Comprendió. Estas son todas las personas en quienes floreció la conexión con el Alma Suprema. Estas son las personas más capacitadas para oír la voz del Alma Suprema; en ellas se ha multiplicado la alteración genética de la fundación de Armonía, de modo que cuando se aventuran en caminos prohibidos para la invención y la acción, estos seres especiales, estos seres de oro y plata, en vez de recibir sólo sensaciones borrosas, pensamientos confusos, reciben claramente ideas, imágenes e incluso palabras.
Al principio las hebras de oro y plata eran cortas y tenues, meros bosquejos: mutaciones, conexiones azarosas, variaciones aleatorias en las moléculas genéticas. Pero aquí y allá esa gente se encontraba y se casaba; y cuando copulaban, oro con oro o plata con plata, algunos de sus hijos también se enlazaban con el Alma Suprema. Dos filones, dos clases de enlace genético, comprendió Hushidh; cuando el oro copulaba con la plata, los hijos casi nunca recibían el don. A lo largo de los siglos, en las numerosas multitudes, el Alma Suprema procuraba anudar a la gente dotada, y al cabo de millones de años, el oro y la plata ya no eran finas hebras, sino fuertes cuerdas que pasaban de una generación a otra con mayor regularidad.
Al fin llegaba un momento en que un progenitor legaba la hebra de oro a todos sus hijos y luego, muchas generaciones después, un momento en que la hebra de oro se convertía en un rasgo dominante que un progenitor podía legar aunque el otro progenitor no estuviera dotado.

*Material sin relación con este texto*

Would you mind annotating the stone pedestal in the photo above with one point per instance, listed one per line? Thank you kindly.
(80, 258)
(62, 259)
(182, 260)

El Alma Suprema se volvía más ávida, y los nudos se convertían en urdimbres intrincadas que unían a gentes a través de miles de kilómetros, en matrimonios y cópulas improbables. Hushidh vio a una mujer que se levantaba desnuda de un arroyo para aparearse con un hombre a quien había buscado a lo largo de mil kilómetros, sabiendo que cumplía el propósito del Alma Suprema. El hombre tenía oro y plata, sólidos y genuinos, y también la mujer, y la hija de esta pareja nacía con manojos de metal refulgente, brillando con luz propia.